Crypto Industry Pushes Senate for IRS Reporting Changes


Imitations of physical Bitcoin tokens and currency, photo taken in Istanbul.

Imitations of physical Bitcoin tokens and currency, photo taken in Istanbul.
Photo: Ozan Kose / AFP (Getty Images)

The cryptocurrency lobby won some major concessions in the $1 trillion infrastructure bill just approved on a bipartisan basis in the Senate, the New York Times reported on Monday, but are still pressing for more.

The Senate agreement doesn’t change much about how cryptocurrency will be taxed moving forward, but provisions that would kick in several years from now would make it harder for crypto investors to dodge taxes by expanding reporting requirements. This would raise an estimated $28 billion over a decade, all of which would be owed to the U.S. government regardless of whether a bill is passed. Industry groups say there are built-in technical barriers to full transparency—that legislators don’t understand, or don’t care, how anonymity is baked into the crypto market. And while lobbyists have generally agreed the industry will tolerate more regulatory oversight, the anonymity and potential to shield profits from the feds are part of the appeal of cryptocurrency in some quarters in the first place.

According to the Times, Joe Biden’s Treasury Department originally sought expanded reporting requirements for investors transferring cryptocurrency from one broker to another, or for any business that took in more than $10,000 in revenue from cryptocurrency. It also wanted more money for the IRS to crack down on tax evasion in general. The Senate later agreed on language in the infrastructure bill that didn’t give the IRS more enforcement money, but did have broad language that would expand the definition of broker to all parties involved in the transfer of crypto assets.

Lobbyists claimed that would impose regulatory burdens on everyone in the sector from miners (the operators of server farms that fuel cryptocurrency networks) to developers and everyday crypto holders.
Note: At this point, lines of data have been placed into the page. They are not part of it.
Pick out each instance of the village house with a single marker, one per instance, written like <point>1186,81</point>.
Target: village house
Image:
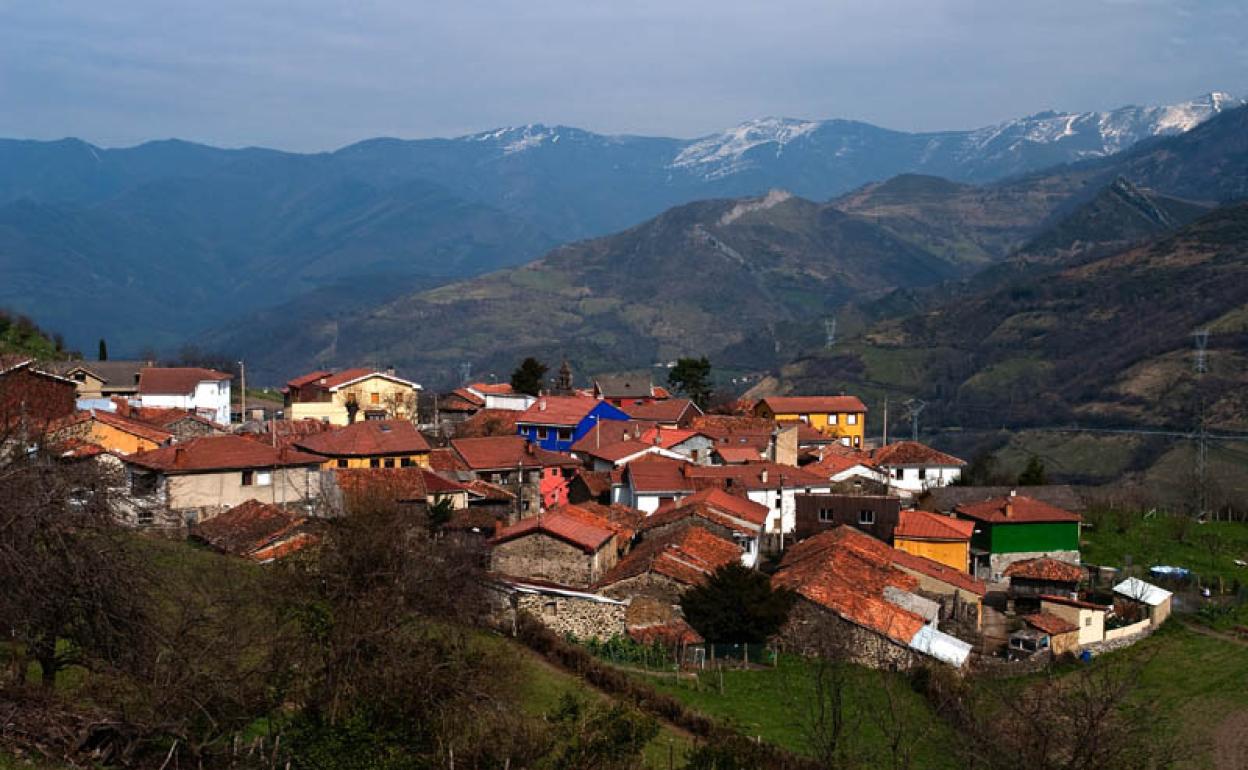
<point>205,392</point>
<point>110,432</point>
<point>557,422</point>
<point>372,443</point>
<point>728,516</point>
<point>1030,579</point>
<point>1135,598</point>
<point>851,595</point>
<point>343,397</point>
<point>255,531</point>
<point>663,567</point>
<point>667,412</point>
<point>914,468</point>
<point>200,478</point>
<point>875,514</point>
<point>1085,615</point>
<point>627,389</point>
<point>99,381</point>
<point>557,547</point>
<point>1014,528</point>
<point>30,398</point>
<point>840,417</point>
<point>538,478</point>
<point>935,537</point>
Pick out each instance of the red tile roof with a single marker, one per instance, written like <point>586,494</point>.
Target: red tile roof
<point>658,474</point>
<point>367,438</point>
<point>250,528</point>
<point>573,529</point>
<point>216,453</point>
<point>846,572</point>
<point>394,483</point>
<point>176,380</point>
<point>668,409</point>
<point>924,526</point>
<point>819,404</point>
<point>940,572</point>
<point>1050,623</point>
<point>716,506</point>
<point>115,421</point>
<point>1015,511</point>
<point>687,555</point>
<point>914,453</point>
<point>1045,569</point>
<point>562,411</point>
<point>507,453</point>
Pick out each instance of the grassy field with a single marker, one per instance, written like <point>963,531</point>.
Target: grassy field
<point>1208,549</point>
<point>776,705</point>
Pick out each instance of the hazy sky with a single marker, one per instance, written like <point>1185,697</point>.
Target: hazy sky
<point>313,74</point>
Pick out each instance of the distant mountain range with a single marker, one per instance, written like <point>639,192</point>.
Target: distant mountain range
<point>750,282</point>
<point>150,245</point>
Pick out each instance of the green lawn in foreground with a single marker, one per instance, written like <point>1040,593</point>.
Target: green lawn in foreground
<point>776,704</point>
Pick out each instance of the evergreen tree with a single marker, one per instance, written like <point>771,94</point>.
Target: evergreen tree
<point>692,377</point>
<point>529,377</point>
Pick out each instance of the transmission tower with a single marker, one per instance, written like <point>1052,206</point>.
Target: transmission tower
<point>914,407</point>
<point>1201,337</point>
<point>829,332</point>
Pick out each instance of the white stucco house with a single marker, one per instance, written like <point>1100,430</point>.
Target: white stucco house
<point>205,392</point>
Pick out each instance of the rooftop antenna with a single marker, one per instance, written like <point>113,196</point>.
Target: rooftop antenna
<point>914,408</point>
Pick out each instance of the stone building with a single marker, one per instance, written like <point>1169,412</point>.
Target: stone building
<point>554,547</point>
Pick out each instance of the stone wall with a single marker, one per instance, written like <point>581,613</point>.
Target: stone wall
<point>541,557</point>
<point>814,630</point>
<point>582,618</point>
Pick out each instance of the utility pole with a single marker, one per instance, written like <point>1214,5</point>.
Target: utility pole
<point>242,392</point>
<point>914,407</point>
<point>1201,337</point>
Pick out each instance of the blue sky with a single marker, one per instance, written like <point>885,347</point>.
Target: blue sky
<point>313,75</point>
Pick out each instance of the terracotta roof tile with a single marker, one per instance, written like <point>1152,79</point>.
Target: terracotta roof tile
<point>1045,569</point>
<point>176,380</point>
<point>1015,509</point>
<point>819,404</point>
<point>912,453</point>
<point>1050,623</point>
<point>367,438</point>
<point>687,555</point>
<point>924,526</point>
<point>570,529</point>
<point>507,453</point>
<point>215,453</point>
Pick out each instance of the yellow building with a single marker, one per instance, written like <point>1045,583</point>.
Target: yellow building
<point>372,443</point>
<point>112,432</point>
<point>841,417</point>
<point>353,394</point>
<point>935,537</point>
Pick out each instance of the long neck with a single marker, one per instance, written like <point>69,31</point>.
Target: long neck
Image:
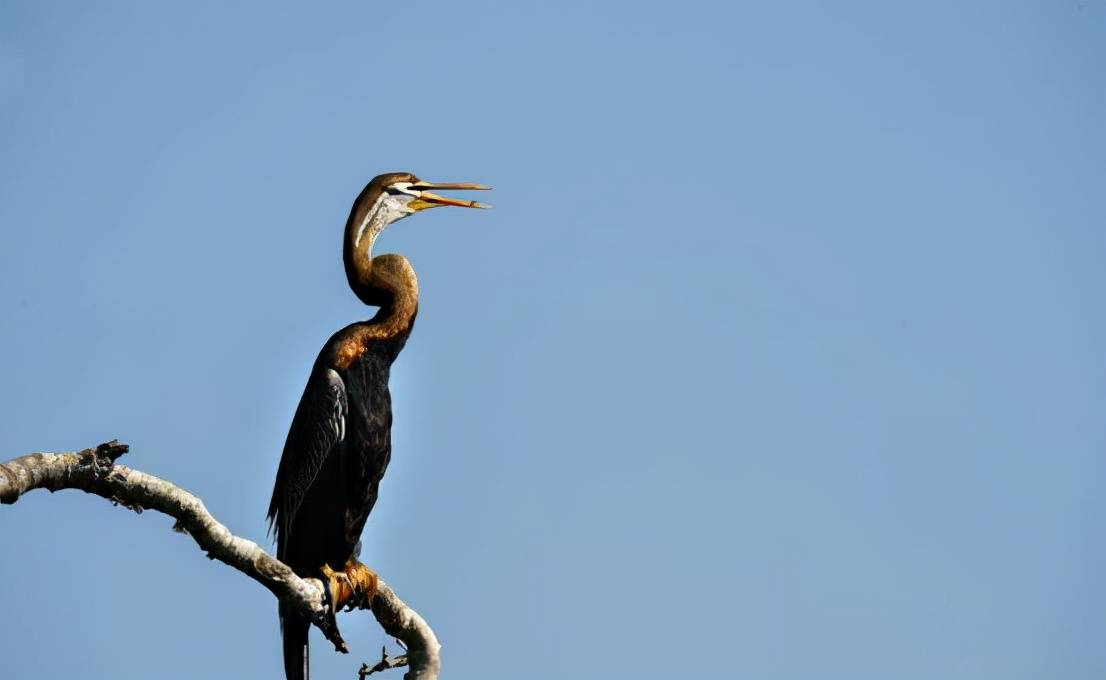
<point>385,281</point>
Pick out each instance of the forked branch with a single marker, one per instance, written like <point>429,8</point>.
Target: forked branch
<point>94,471</point>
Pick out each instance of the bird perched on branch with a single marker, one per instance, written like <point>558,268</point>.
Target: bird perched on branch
<point>340,441</point>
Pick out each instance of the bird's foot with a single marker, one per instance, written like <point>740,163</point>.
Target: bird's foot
<point>340,589</point>
<point>364,582</point>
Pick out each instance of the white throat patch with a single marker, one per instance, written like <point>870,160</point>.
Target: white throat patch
<point>386,210</point>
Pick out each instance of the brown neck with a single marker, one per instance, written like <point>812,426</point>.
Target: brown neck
<point>390,284</point>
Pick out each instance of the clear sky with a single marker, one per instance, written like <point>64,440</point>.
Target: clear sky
<point>780,355</point>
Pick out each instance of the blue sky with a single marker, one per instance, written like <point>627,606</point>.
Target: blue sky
<point>779,356</point>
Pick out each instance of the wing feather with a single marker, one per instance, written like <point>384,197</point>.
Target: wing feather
<point>317,427</point>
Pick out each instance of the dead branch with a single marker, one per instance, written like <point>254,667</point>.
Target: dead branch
<point>94,471</point>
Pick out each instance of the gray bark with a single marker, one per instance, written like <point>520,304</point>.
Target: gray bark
<point>94,471</point>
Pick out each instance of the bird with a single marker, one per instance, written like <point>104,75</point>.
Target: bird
<point>340,441</point>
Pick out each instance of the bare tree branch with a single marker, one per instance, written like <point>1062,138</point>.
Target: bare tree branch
<point>94,471</point>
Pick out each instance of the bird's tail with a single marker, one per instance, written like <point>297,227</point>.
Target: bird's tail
<point>294,629</point>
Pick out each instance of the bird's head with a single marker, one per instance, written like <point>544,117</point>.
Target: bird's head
<point>394,196</point>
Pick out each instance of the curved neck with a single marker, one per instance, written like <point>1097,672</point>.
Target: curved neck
<point>385,281</point>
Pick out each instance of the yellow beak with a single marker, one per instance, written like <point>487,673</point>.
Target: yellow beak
<point>426,199</point>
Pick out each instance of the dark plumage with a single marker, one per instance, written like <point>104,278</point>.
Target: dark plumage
<point>340,442</point>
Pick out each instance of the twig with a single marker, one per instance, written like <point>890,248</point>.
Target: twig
<point>94,471</point>
<point>384,663</point>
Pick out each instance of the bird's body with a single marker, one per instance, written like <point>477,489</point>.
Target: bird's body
<point>340,442</point>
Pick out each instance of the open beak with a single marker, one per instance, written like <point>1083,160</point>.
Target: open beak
<point>425,199</point>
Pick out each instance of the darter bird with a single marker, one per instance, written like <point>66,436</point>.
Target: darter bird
<point>340,441</point>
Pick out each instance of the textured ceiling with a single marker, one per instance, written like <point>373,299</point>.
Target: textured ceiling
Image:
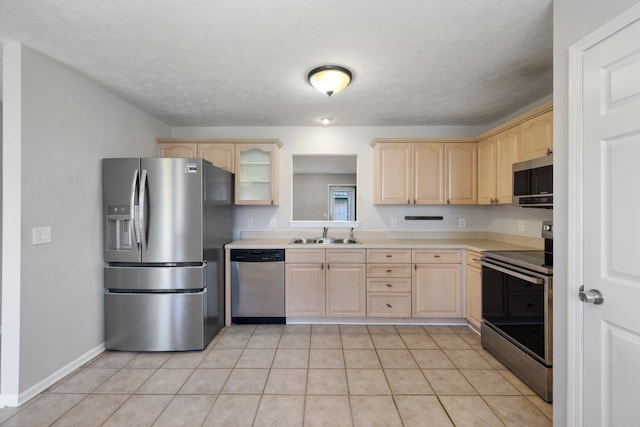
<point>244,63</point>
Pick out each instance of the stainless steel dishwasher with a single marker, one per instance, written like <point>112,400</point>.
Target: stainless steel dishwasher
<point>257,286</point>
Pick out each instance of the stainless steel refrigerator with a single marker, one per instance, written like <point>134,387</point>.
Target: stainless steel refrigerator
<point>166,222</point>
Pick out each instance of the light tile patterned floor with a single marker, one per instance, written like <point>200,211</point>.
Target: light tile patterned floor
<point>296,375</point>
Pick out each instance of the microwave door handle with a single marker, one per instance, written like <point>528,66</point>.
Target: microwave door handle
<point>530,279</point>
<point>142,205</point>
<point>133,207</point>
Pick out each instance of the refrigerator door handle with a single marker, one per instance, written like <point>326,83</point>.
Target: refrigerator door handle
<point>134,207</point>
<point>142,214</point>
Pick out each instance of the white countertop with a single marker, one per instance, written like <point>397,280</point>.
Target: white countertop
<point>474,244</point>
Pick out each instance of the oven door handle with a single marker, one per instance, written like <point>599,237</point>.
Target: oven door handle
<point>508,271</point>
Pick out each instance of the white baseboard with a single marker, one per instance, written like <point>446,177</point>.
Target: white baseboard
<point>18,400</point>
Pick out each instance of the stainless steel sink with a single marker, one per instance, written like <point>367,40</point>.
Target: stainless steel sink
<point>304,241</point>
<point>325,240</point>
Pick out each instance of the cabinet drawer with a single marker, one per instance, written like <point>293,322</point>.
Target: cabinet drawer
<point>389,255</point>
<point>304,255</point>
<point>473,259</point>
<point>388,270</point>
<point>450,256</point>
<point>346,255</point>
<point>389,285</point>
<point>388,304</point>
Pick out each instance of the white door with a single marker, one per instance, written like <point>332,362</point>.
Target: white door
<point>611,228</point>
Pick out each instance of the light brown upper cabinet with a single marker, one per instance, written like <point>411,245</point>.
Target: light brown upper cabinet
<point>424,173</point>
<point>177,149</point>
<point>496,156</point>
<point>537,136</point>
<point>221,155</point>
<point>392,173</point>
<point>257,174</point>
<point>461,171</point>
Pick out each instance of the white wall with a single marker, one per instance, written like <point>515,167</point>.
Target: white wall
<point>573,20</point>
<point>355,140</point>
<point>67,126</point>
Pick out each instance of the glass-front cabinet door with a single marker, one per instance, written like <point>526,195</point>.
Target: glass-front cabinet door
<point>257,174</point>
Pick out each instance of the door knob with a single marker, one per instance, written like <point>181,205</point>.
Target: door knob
<point>592,296</point>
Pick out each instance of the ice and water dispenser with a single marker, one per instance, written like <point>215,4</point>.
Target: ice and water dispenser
<point>119,228</point>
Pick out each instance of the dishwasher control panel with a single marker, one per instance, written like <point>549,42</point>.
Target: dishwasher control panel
<point>257,255</point>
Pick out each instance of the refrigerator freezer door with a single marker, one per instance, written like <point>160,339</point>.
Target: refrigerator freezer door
<point>155,322</point>
<point>171,210</point>
<point>120,181</point>
<point>143,278</point>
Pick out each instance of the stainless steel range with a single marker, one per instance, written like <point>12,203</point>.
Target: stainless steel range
<point>517,317</point>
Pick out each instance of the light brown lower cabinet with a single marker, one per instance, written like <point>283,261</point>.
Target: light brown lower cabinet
<point>389,283</point>
<point>304,283</point>
<point>473,290</point>
<point>436,284</point>
<point>325,284</point>
<point>346,290</point>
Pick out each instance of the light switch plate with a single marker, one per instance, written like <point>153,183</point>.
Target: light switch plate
<point>41,235</point>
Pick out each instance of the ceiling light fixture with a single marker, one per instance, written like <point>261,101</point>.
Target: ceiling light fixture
<point>329,79</point>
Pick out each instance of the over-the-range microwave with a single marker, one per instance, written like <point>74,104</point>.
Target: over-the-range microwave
<point>533,183</point>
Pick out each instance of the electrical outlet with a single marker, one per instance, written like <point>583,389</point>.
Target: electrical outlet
<point>41,235</point>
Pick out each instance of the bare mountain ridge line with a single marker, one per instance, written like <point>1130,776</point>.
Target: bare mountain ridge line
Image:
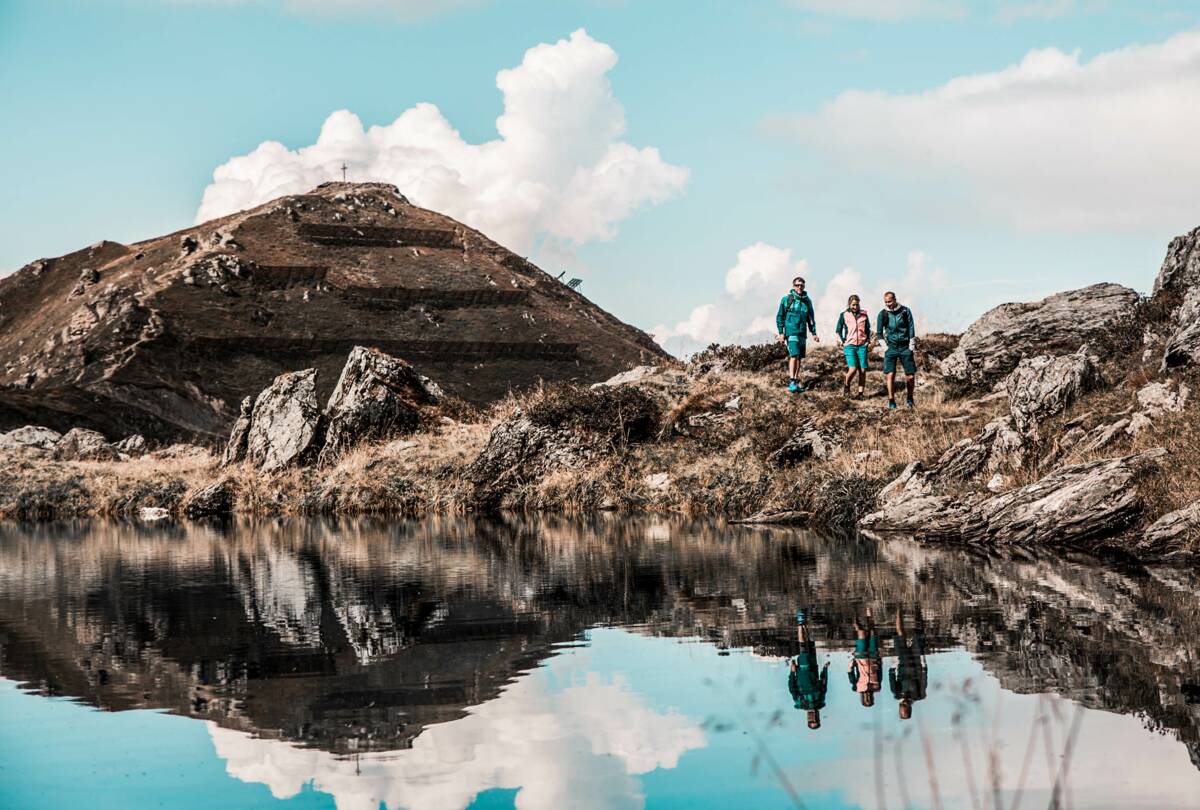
<point>439,351</point>
<point>96,334</point>
<point>377,237</point>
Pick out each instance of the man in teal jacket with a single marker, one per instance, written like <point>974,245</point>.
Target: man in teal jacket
<point>898,329</point>
<point>793,317</point>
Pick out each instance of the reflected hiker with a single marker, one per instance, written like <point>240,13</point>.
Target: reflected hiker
<point>793,321</point>
<point>897,329</point>
<point>865,667</point>
<point>855,333</point>
<point>808,682</point>
<point>910,678</point>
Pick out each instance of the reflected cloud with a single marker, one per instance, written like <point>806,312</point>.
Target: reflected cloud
<point>579,747</point>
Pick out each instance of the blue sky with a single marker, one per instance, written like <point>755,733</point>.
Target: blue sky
<point>821,135</point>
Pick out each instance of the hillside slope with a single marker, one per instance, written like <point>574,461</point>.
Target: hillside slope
<point>166,336</point>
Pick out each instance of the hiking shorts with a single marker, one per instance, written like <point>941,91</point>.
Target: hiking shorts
<point>856,357</point>
<point>796,346</point>
<point>901,355</point>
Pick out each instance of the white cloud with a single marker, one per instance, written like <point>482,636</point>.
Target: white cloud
<point>1036,9</point>
<point>557,169</point>
<point>580,747</point>
<point>401,9</point>
<point>745,312</point>
<point>886,10</point>
<point>913,288</point>
<point>1053,142</point>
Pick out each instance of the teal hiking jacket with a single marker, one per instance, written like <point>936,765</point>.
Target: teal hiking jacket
<point>897,327</point>
<point>795,313</point>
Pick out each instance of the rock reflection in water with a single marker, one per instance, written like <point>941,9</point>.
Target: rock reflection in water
<point>359,637</point>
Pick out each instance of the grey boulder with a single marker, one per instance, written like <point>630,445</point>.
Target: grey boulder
<point>81,444</point>
<point>283,421</point>
<point>995,343</point>
<point>30,437</point>
<point>1043,387</point>
<point>1181,267</point>
<point>377,397</point>
<point>132,445</point>
<point>239,437</point>
<point>214,499</point>
<point>1072,504</point>
<point>1179,527</point>
<point>1183,346</point>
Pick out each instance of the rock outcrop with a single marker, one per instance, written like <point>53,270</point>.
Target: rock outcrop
<point>167,337</point>
<point>1181,527</point>
<point>1071,505</point>
<point>562,429</point>
<point>1181,268</point>
<point>283,423</point>
<point>1183,345</point>
<point>1156,400</point>
<point>79,444</point>
<point>1044,387</point>
<point>807,442</point>
<point>376,397</point>
<point>238,444</point>
<point>995,343</point>
<point>132,445</point>
<point>215,499</point>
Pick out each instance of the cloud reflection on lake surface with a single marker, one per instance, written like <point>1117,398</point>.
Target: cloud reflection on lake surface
<point>612,663</point>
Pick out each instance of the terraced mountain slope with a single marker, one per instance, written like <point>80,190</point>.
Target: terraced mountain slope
<point>166,336</point>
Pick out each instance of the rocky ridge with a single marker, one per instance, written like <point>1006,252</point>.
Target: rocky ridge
<point>1083,442</point>
<point>167,336</point>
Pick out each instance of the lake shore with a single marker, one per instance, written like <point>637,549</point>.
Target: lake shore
<point>718,437</point>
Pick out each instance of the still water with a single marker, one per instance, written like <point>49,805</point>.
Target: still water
<point>617,663</point>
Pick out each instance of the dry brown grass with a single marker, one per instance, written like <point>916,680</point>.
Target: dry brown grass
<point>717,463</point>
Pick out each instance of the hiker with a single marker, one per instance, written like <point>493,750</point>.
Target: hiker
<point>808,682</point>
<point>865,665</point>
<point>795,315</point>
<point>897,329</point>
<point>855,334</point>
<point>910,678</point>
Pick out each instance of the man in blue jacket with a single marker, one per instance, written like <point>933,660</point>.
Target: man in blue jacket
<point>895,327</point>
<point>793,317</point>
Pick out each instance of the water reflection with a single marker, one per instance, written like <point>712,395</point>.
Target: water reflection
<point>425,664</point>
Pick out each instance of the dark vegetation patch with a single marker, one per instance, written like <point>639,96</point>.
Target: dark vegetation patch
<point>742,358</point>
<point>621,414</point>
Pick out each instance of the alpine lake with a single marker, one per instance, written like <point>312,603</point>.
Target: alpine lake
<point>605,663</point>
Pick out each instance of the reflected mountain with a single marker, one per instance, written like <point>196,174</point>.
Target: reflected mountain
<point>360,636</point>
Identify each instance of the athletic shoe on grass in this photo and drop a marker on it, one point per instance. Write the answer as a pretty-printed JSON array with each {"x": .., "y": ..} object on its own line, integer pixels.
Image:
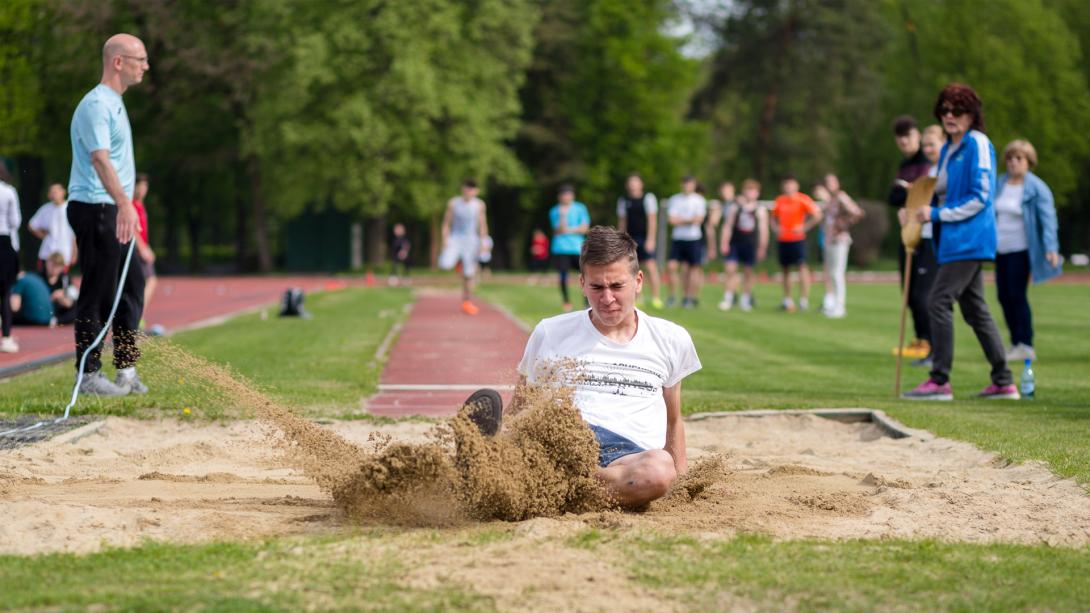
[
  {"x": 485, "y": 410},
  {"x": 8, "y": 345},
  {"x": 930, "y": 391},
  {"x": 1020, "y": 352},
  {"x": 128, "y": 377},
  {"x": 1000, "y": 392},
  {"x": 921, "y": 363},
  {"x": 96, "y": 384}
]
The Times reported that as of Monday, the Senate has responded and will “clarify” what a broker is instead of expanding the reporting requirements, as well as remove language singling out “any decentralized exchange or peer-to-peer marketplace.” The new Senate version defines a broker as anyone who takes a fee to be “responsible for regularly providing any service effectuating transfers of digital assets on behalf of another person.” Roll Call wrote one aim all versions of the infrastructure bill agreed on was gaining greater insight into what kinds of deals U.S. taxpayers are making overseas without paying their fair share to the feds.

According to Axios, figures in the industry remain opposed, because the updated text still doesn’t clearly exempt “parties like miners, node operators, and software developers” working on things like wallets, as well as decentralized exchanges with no one individual or group in charge, and some of these parties might not be able to comply with the reporting mandate. For example, decentralized exchanges don’t have any central administration in place to implement the changes and don’t collect names of users, let alone other data like contact information or Social Security numbers. The result, industry groups have said, would be a de facto ban on some activities currently performed anonymously—for example, Axios noted Coin Center Executive Director Jerry Brito tweeted that the reporting requirements may be “unconstitutional surveillance.”

Blockchain Association Executive Director Kristin Smith told Bloomberg that the bill remains “hands-down the single greatest legislative threat that we’ve seen gain momentum.” Shehan Chandrasekera, the head of tax strategy for CoinTracker, told the news agency that while the bill treats cryptocurrency as “covered securities” requiring brokers to report how much any transferred asset was originally purchased for, in order to determine the tax implications of capital gains or losses. Chandrasekera added that when an exchange deals with someone who “transfers crypto from their hard wallet or a decentralized exchange that doesn’t share nor track cost basis information,” it wouldn’t be able to meet the reporting requirements.

Senate Finance Chair Ron Wyden is seeking additional changes to the bill which would specifically exempt software developers from the reporting requirements but keep that reference to exchanges intact, according to Roll Call. Republican Sen. Pat Toomey is also calling for adjustments to the language, Bloomberg separately reported.